Das Schlimmste war der Rückweg. Ich schrieb noch einen kleinen Zeitungsbericht, er endete mit dem Satz: „Es wurde, mit Verlaub, eine beschissene Heimfahrt.“ Der Zensor hat das anstößige Adjektiv in der Eile akzeptiert, der Schreiber befand sich im Ausnahmezustand.
Das Scheißadjektiv habe ich in der Zwischenzeit öfter gebraucht, wenn es um die Kickers ging. Wir im Kickers-Tross sind ständig in einer Ausnahmesituation.
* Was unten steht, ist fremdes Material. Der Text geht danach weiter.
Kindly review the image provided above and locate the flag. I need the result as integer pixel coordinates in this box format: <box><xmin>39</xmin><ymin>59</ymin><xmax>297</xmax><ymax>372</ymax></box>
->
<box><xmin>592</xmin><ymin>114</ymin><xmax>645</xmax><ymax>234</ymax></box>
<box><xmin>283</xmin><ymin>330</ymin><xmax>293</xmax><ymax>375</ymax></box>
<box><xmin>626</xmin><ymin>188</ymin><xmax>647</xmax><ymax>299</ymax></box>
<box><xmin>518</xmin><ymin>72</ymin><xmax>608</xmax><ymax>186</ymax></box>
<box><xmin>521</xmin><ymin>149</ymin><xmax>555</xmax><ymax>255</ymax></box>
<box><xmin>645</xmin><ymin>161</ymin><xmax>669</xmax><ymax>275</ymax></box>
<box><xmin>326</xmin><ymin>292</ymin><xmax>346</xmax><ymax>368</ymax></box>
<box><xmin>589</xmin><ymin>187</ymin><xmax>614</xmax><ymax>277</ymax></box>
Da ich heute ein hoffnungsloser Fall für den Psychiater bin, wäre ich an diesem Samstag beinahe im Fanbus nach Elversberg/Saarland gefahren. Aber George der Grieche, mein Stehtribünennachbar vom Kickersplatz, hat gesagt, er würde die Heimfahrt im Fall des Abstiegs nicht überleben. Er könne das seiner Familie nicht antun.
Gut, habe ich gesagt, das Glück ist eine Hure. Ich will George den Griechen nicht sterben sehen. Die Griechen haben schon genug verloren, seit sie die Demokratie erfunden haben. Wir werden in die Stuttgarter Rock“n“Roll-Kneipe Schlesinger gehen und das Drama live auf der Leinwand verfolgen. Wir wollen nicht in einem Reisebus zu Grunde gehen, womöglich im Saarland. Wir sterben lieber an Gram und Ungerechtigkeit in der Kneipe. „Begrabt mich hinter der Theke“, hat Dean Martin gesagt.
Selbstverständlich hat mir der Psychiater dieses pathetische Geschwafel verboten. Haben Sie nichts dazugelernt seit dem 27. Mai 2000 in Karlsruhe?, hat er gesagt. Doch, habe ich gesagt, aber Sie nicht. Seinerzeit ging es nur um den Abstieg in die dritte Liga. Diesmal aber fahren wir in die Hölle der vierten Liga. Der Psychiater wird die Behandlung abbrechen und mich von seiner Liste streichen, noch bevor ich ihm die ganze Wahrheit erzählen kann. Wir sind 2000 überhaupt nicht abgestiegen, weil der Berliner Pfeifenclub TeBe keine Lizenz erhalten hat. Und unser damaliger Trainer, der gelernte Kneipenwirt Stepanovic, hat später vor Gericht noch seine Nicht-Abstiegsprämie erstritten. Im Fußball ist nicht nur das Glück eine Hure.